Titration Curve Formula
Graph of pH vs volume of titrant added - shows equivalence point and buffer regions
Key Points on Titration Curve
Equivalence Point
Point where moles of acid = moles of base (stoichiometric completion)
Strong Acid + Strong Base
pH = 7.00 (neutral)
Weak Acid + Strong Base
pH > 7 (conjugate base formed)
Strong Acid + Weak Base
pH < 7 (conjugate acid formed)
Weak Acid + Weak Base
pH depends on Ka and Kb
Half-Equivalence Point (Weak Acid/Base)
pH = pKa
At V = ½Veq: [HA] = [A⁻], maximum buffer capacity
pH Calculation Formulas
Before Equivalence Point (Weak Acid + Strong Base)
pH = pKa + log([A⁻]/[HA])
[A⁻] = moles base added / total volume
[HA] = (initial moles acid - moles base) / total volume
At Equivalence Point (Weak Acid + Strong Base)
pH = 7 + ½(pKa + pKw)
or pH = ½(pKw + pKa + log C)
C = concentration of conjugate base
After Equivalence Point
pH determined by excess base
[OH⁻] = (moles base - moles acid) / total volume
pOH = -log[OH⁻]
pH = 14 - pOH
Curve Characteristics
Strong Acid + Strong Base
- • Low initial pH (<2)
- • Sharp vertical rise at equivalence
- • Equivalence point pH = 7.00
- • Large pH jump (~6 units)
- • No buffer region
Weak Acid + Strong Base
- • Higher initial pH (2-6)
- • Buffer region before equivalence
- • Equivalence point pH > 7
- • Smaller pH jump (~3-4 units)
- • pH = pKa at half-equivalence
Polyprotic Acids
- • Multiple equivalence points
- • One per ionizable H⁺
- • Multiple buffer regions
- • pH = pKa at each half-equivalence
- • Example: H₂SO₄ has 2 steps
Indicators
- • Choose indicator with pKa ≈ pHeq
- • Color change at pH ≈ pKIn
- • Strong-strong: phenolphthalein (pH 8-10)

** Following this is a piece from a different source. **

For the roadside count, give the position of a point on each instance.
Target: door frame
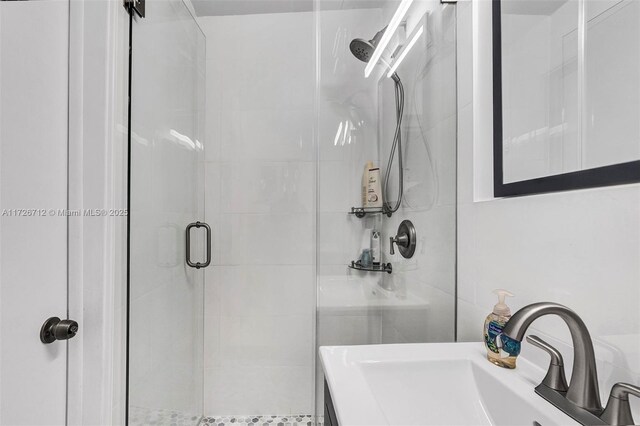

- • Weak-strong: varies by equivalence pH
- • Endpoint ≈ equivalence point
Worked Examples
Example 1: Find Equivalence Point Volume
Problem: 25.0 mL of 0.100 M HCl titrated with 0.100 M NaOH
Solution:
At equivalence: n(HCl) = n(NaOH)
M₁V₁ = M₂V₂
(0.100)(25.0) = (0.100)(V₂)
V₂ = 25.0 mL
Equivalence at 25.0 mL, pH = 7.00
Example 2: pH at Half-Equivalence
Problem: 50.0 mL of 0.10 M acetic acid (Ka = 1.8×10⁻⁵) titrated with 0.10 M NaOH. Find pH at 25.0 mL added.
Solution:
Equivalence volume = 50.0 mL
At 25.0 mL: half-equivalence point
pH = pKa = -log(1.8×10⁻⁵)
pH = 4.74
This is maximum buffer capacity
Example 3: pH Before Equivalence
Problem: Same titration as Example 2. Find pH after 40.0 mL NaOH added.
Solution:
Initial moles CH₃COOH = 0.10 × 0.050 = 0.0050 mol
Moles NaOH added = 0.10 × 0.040 = 0.0040 mol
Moles CH₃COOH remaining = 0.0050 - 0.0040 = 0.0010 mol
Moles CH₃COO⁻ formed = 0.0040 mol
Total volume = 50.0 + 40.0 = 90.0 mL
pH = pKa + log([A⁻]/[HA])
pH = 4.74 + log(0.0040/0.0010)
pH = 4.74 + log(4.0)
pH = 4.74 + 0.60
pH = 5.34
Example 4: pH After Equivalence
Problem: Same titration. Find pH at 60.0 mL NaOH added.
Solution:
Past equivalence (50.0 mL) by 10.0 mL
Excess NaOH = 0.10 × 0.010 = 0.0010 mol
Total volume = 50.0 + 60.0 = 110.0 mL
[OH⁻] = 0.0010 / 0.110 = 9.1×10⁻³ M
pOH = -log(9.1×10⁻³) = 2.04
pH = 14 - 2.04
pH = 11.96
Common Mistakes
Confusing Endpoint with Equivalence Point
Endpoint = indicator color change. Equivalence = stoichiometric completion. Should be close but not identical.
Assuming Weak Acid Equivalence pH = 7
Weak acid + strong base: pH > 7 at equivalence (conjugate base is basic!)
Forgetting Total Volume
Total volume = initial volume + titrant added. Use this for concentration calculations.
Buffer Region Shortcut
In buffer region, pH changes slowly. At half-equivalence, pH = pKa exactly.